The Controller is a critical service. Starting PQs without a Controller is not possible, and if the Controller service halts due to a critical failure, already running PQs will shut down. Deephaven does not allow the execution of PQs outside Controller supervision for risk management reasons, as this would prevent manual or automated intervention to stop them during a production contingency.
Services provided
- Creation, validation, and storage of PQ definitions.
- Runtime control of PQs: automated and on-demand PQ start and stop.
- Management of PQ load balancing and failover via PQ replicas and spares.
- Updates of PQ status and configuration changes to clients interested in listening for PQ configuration and status changes.
Client authentication
Any program requiring Controller services needs to authenticate with the authentication server first. Once authenticated, the program requests an authentication token from the authentication server and provides it to the Controller to prove its credentials. The token is an opaque array of bytes from the client's perspective, which the Controller will validate by doing its own call to the authentication service to confirm the credentials. This operation is referred to as the "three-way handshake" between a client, the authentication server, and another Deephaven service (in this case, the Controller).
Implementation of Fault Tolerance
The Controller service is implemented by a group of servers, one of which is the leader, and the rest, if any, are followers. The number of servers is part of the system configuration and cannot be changed while the system is running; that is, you cannot add an additional controller server while the system is up.

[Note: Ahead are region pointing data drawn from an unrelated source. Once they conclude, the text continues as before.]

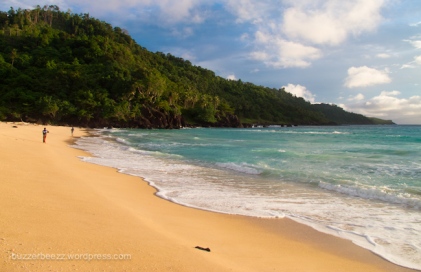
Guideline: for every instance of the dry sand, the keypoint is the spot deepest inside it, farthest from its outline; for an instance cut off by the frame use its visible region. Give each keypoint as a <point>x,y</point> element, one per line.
<point>53,203</point>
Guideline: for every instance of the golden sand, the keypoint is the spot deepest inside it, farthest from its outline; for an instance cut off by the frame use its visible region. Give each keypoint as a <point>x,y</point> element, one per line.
<point>58,213</point>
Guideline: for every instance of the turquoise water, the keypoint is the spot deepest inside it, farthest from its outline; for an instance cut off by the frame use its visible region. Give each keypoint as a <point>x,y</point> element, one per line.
<point>362,183</point>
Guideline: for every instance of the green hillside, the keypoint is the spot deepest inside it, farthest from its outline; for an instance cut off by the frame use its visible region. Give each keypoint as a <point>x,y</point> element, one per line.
<point>64,68</point>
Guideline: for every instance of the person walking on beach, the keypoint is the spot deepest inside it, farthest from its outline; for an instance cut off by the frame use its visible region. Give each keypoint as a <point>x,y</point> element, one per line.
<point>44,135</point>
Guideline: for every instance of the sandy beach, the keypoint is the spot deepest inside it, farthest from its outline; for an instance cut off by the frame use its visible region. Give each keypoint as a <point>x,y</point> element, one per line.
<point>61,214</point>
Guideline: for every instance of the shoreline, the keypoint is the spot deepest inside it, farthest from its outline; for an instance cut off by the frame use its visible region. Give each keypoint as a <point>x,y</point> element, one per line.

The servers run a master election with the help of etcd, and the one elected acts as the service-only endpoint, servicing all requests, while the remaining servers, if any, go to stand-by mode as followers, still running but not servicing requests. In the event of leader failure, if there are any active followers one of them is promoted to leader and service continues uninterrupted, except for the potential of some client calls taking longer than average (a new election should be resolved in less than 30 seconds).
Note
The controller leader election is not a direct execution of a consensus algorithm, like the one implemented by the etcd servers themselves, but is done with support from etcd. As such:
- There is no restriction on the number of controller servers configured to be an odd number. The Controller service continues to operate as long as there is at least one controller server available (which should automatically become the leader). There is no need for the "half plus one" servers' active consensus, as required by algorithms like Paxos or Raft.
- The suggested number of servers to run in production is three, which allows for surviving one server failure while doing maintenance on another, for a total of two servers down.